During a routine inspection

We spoke with two people who use the service, who spoke highly of the home, with comments including 'I love it here, I wouldn't change a thing' and 'There's not anything I'm not happy with.'

We looked at the care plans for three people who live at the home. Although in some cases risk assessments required updating and review, in general records kept for each person showed that the home had carried out sufficient assessment of the needs of each person, to enable appropriate care and support to be given.

Staff told us they felt settled and happy in their jobs, and had been well trained and supported by their manager. Comments included 'I never feel like I can't ask a question.' Training and staff records showed that staff had suitable qualifications and skills, and appropriate character checks had been carried out prior to employment.

We had received a concern from a Local Authority that they had not been kept fully informed by the home about a resident. We found that the home had in place appropriate review procedures and had for the most part been working appropriately with other professionals.

We looked at medication administration records and systems. While some records were up to date and completed properly, the home did not have an adequate system for the recording of medicines, and for the auditing of their stocks. We have asked the manager to take action to improve the recording procedures and to carry out a full audit and stock check of the system.

15 December 2011

During a routine inspection

People said they were happy to be living at 14 Otley Road. One person said "It's nice here." They also told us they are involved in the planning of their care and are able to choose what they want to do during the week.
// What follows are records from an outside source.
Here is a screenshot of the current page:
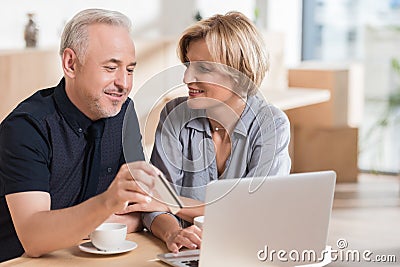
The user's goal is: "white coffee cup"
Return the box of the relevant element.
[193,216,204,229]
[89,223,127,251]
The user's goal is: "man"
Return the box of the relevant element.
[0,9,159,262]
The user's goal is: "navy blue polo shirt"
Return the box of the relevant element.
[0,79,144,262]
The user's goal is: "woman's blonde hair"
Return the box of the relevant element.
[178,12,269,96]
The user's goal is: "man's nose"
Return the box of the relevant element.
[115,70,132,90]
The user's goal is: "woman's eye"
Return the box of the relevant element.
[199,65,211,72]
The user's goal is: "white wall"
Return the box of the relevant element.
[0,0,162,49]
[268,0,302,67]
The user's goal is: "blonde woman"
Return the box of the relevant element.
[143,12,291,252]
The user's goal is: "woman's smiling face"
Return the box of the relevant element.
[183,39,240,109]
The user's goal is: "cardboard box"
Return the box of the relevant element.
[287,69,349,127]
[292,127,358,183]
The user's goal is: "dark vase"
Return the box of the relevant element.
[24,13,39,47]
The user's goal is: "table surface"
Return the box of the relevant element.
[0,232,168,267]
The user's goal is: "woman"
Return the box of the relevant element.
[143,12,290,252]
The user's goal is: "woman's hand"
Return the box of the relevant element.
[165,225,202,253]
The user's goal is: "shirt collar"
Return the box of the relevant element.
[54,78,92,134]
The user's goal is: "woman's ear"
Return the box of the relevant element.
[61,48,78,78]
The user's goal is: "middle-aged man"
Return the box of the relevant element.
[0,9,159,261]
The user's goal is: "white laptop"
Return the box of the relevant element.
[158,171,336,267]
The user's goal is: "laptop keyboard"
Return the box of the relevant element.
[182,260,199,267]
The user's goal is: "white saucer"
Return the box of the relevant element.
[79,240,137,255]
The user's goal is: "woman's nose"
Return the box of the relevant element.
[183,63,196,84]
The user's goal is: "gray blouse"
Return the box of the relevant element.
[143,96,291,229]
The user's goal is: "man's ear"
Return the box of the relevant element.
[61,48,78,78]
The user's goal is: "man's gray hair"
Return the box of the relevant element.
[59,9,132,63]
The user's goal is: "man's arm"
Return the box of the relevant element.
[6,162,158,257]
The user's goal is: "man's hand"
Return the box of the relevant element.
[165,225,202,253]
[102,161,160,213]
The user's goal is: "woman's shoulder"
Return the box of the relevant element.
[165,96,188,110]
[249,96,289,124]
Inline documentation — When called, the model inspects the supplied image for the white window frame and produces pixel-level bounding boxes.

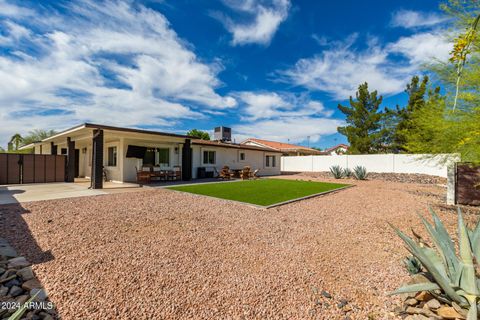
[155,147,172,168]
[202,149,217,165]
[265,154,277,168]
[107,145,118,168]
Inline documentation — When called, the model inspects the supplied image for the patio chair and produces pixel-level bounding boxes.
[218,166,233,180]
[240,166,251,180]
[135,167,151,184]
[250,169,260,180]
[152,167,168,181]
[167,166,182,181]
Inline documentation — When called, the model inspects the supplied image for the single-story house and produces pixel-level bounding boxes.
[324,143,350,156]
[240,138,324,156]
[21,123,281,188]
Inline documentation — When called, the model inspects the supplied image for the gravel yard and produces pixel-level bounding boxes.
[0,175,478,319]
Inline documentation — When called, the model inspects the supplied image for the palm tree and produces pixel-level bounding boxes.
[10,133,23,151]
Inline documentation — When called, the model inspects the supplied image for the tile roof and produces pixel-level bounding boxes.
[192,139,279,152]
[242,138,323,154]
[325,143,350,152]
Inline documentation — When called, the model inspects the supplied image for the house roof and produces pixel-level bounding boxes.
[324,143,350,152]
[241,138,323,154]
[192,139,280,153]
[19,123,279,152]
[19,122,195,150]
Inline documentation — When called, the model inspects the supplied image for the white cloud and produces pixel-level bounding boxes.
[0,0,236,143]
[276,31,451,100]
[235,92,333,121]
[386,32,452,66]
[390,10,448,29]
[233,92,343,142]
[233,117,344,143]
[214,0,290,45]
[0,0,34,17]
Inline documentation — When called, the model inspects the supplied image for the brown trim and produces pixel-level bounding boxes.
[84,123,194,139]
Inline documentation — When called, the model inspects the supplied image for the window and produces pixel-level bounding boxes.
[107,147,117,167]
[265,156,277,167]
[203,151,216,164]
[157,148,170,167]
[143,148,170,167]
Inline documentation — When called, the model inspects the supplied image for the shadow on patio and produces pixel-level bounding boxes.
[0,186,54,264]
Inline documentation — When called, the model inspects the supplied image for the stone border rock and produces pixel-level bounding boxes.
[394,273,468,320]
[0,238,59,320]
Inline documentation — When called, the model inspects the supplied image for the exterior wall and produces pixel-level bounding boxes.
[192,145,281,179]
[122,139,182,182]
[281,154,459,178]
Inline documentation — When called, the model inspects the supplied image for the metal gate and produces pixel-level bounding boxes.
[0,153,67,184]
[455,163,480,206]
People told us that they were very happy with the care they were receiving. One person said "The staff are looking after us."

People said they felt safe at 14 Otley Road and they were happy with the staff and the care that they provided. One person told us "The staff are nice."

People said they were happy with the service and knew how to raise issues, should they have any. They also said the manager and staff were happy to see and talk to people at any time about anything.